Description
A heartwarming and nourishing easy minestrone soup made with seasonal vegetables and tender pasta, perfect for busy weeknights.
Ingredients
- 2 tablespoons olive oil
- 1 onion, chopped
- 2 carrots, diced
- 2 celery stalks, diced
- 2 cloves garlic, minced
- 1 zucchini, diced
- 1 bell pepper, diced
- 1 can (14 oz) diced tomatoes
- 4 cups vegetable broth
- 1 can (15 oz) cannellini beans, drained and rinsed
- 1 cup green beans, chopped
- 1 cup small pasta (like ditalini)
- 1 teaspoon dried oregano
- Salt and pepper to taste
- Fresh basil for garnish
Instructions
- Heat olive oil in a large pot over medium heat. Add the chopped onion, diced carrots, and diced celery. Sauté until softened, about 5-7 minutes.

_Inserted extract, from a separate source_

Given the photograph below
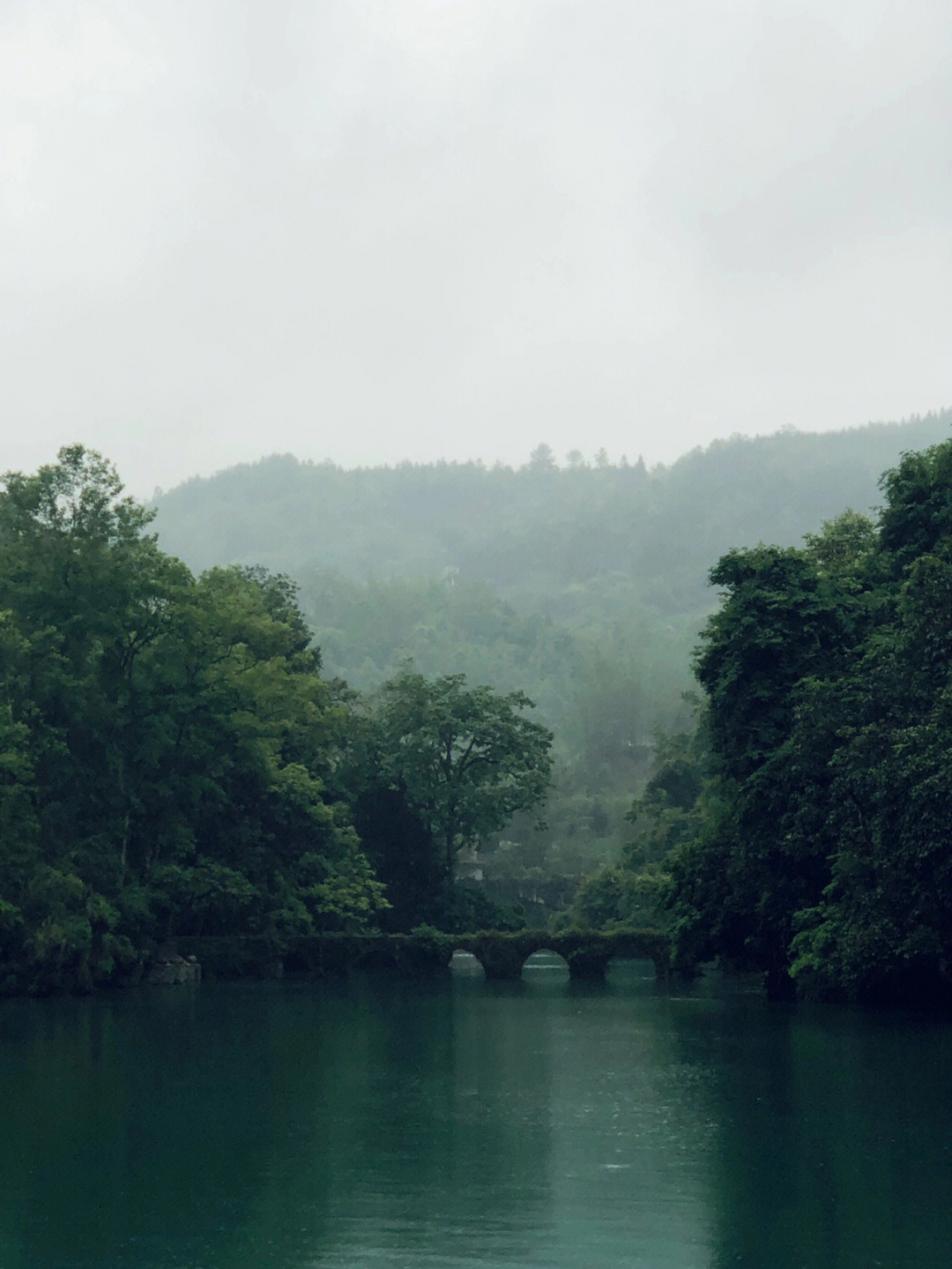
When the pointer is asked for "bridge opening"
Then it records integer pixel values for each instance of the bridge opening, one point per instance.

- Stir in the minced garlic, diced zucchini, and diced bell pepper. Cook for another 5 minutes, allowing the vegetables to soften and release their flavors.
- Add the canned diced tomatoes, vegetable broth, rinsed cannellini beans, chopped green beans, dried oregano, salt, and pepper. Bring the mixture to a boil, letting the flavors meld together.
- Once boiling, add the small pasta. Reduce the heat and let the soup simmer until the pasta is cooked, about 10 minutes. Stir occasionally to prevent sticking.
- Serve hot, garnished with fresh basil for an aromatic finish.
Notes
For added depth, consider using homemade vegetable broth instead of store-bought. Adjust seasoning gradually for perfect balance.